I didn’t come to DT to be a creative technologist, but like most of my peers, I was seeking a change in my design career. After I took all the necessary steps and figured out how to built a Simon Says electronic game in the physical computing (pcomp) class, it was clear that interactive electronics is the change I was looking for. That being said, I started late, I didn’t dive into the world of physical computing right in the beginning, so when I entered my thesis year, I was still taking pcomp themed courses. Every Time I am introduced to a new possibility, I will change a part of my thesis if not all of it, that drives my thesis teacher nuts. I tried to catch up and get ahead. Eventually, I landed on the idea of Mother and Nana, an expandable and interconnected system that can grow with my newly gained knowledge.

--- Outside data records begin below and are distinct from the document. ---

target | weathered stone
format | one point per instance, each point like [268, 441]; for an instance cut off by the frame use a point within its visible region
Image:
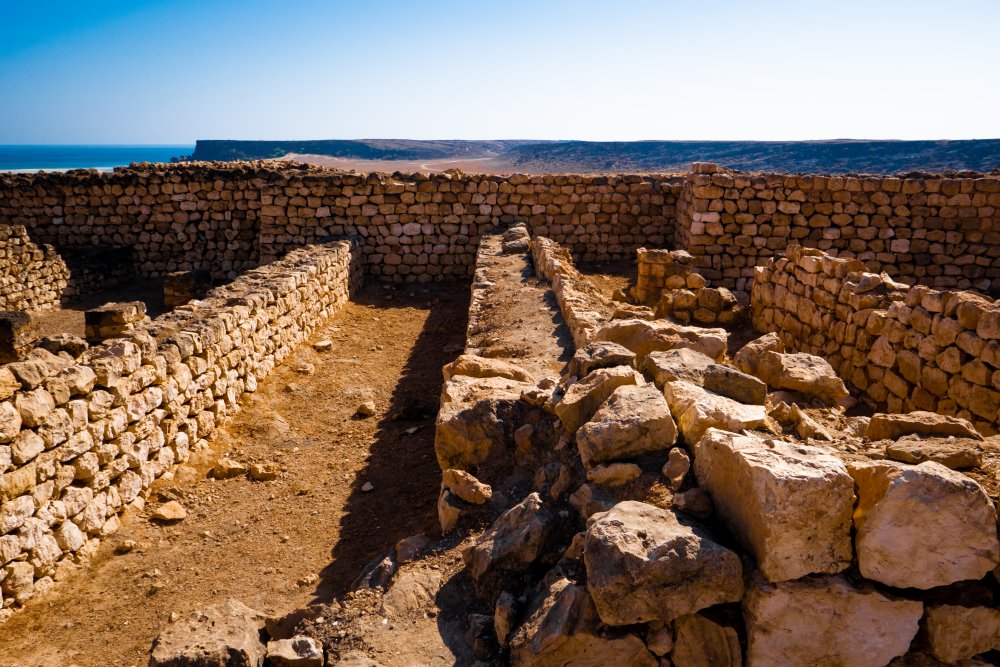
[466, 486]
[698, 410]
[475, 420]
[892, 426]
[804, 373]
[729, 382]
[649, 564]
[632, 421]
[515, 540]
[614, 474]
[563, 628]
[600, 354]
[701, 642]
[221, 636]
[295, 652]
[957, 633]
[472, 365]
[922, 526]
[582, 399]
[680, 364]
[749, 355]
[826, 621]
[790, 505]
[643, 337]
[954, 453]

I created a circuit to read the voltage sent to the vibration motors in the game controller. The strength of the voltage is controlled by API in XNA. Therefore, I can create my own protocol to map the strength of the voltage to a set of commands in my microcontroller (BS2). For input to the XNA, I use the analogue stick(s), it is made of two potentiometers with about 10K resistance each. In XNA, the resistance will be mapped to a number between -1 and 1.
I had a lot of fun hacking Xbox 360 controllers, especially making the slave mobile sub-unit. It is made of two modules, a motor module and secondary communication module (SCM). The motor module came straight from an old toy of mine, it has two sets of geared motors well intergraded together in a metal structure. SCM is slightly complicated. It is made of an Atari 2600 cartridge PCB, a BASIC Stamp 2 (BS2), a motor driver, and a set of two optoisolators. When I designed this chassis I decided to look back to early video game hardware for inspirations. I have been using the Atari 2600 cartridge PCB for some of my BS2 projects in the past. The PCB has exactly the same number of pins as a BS2 chip. I usually mount my BS2 on a PCB, and use it with a regular Atari 2600 connector, it looks really nice on top of a robot.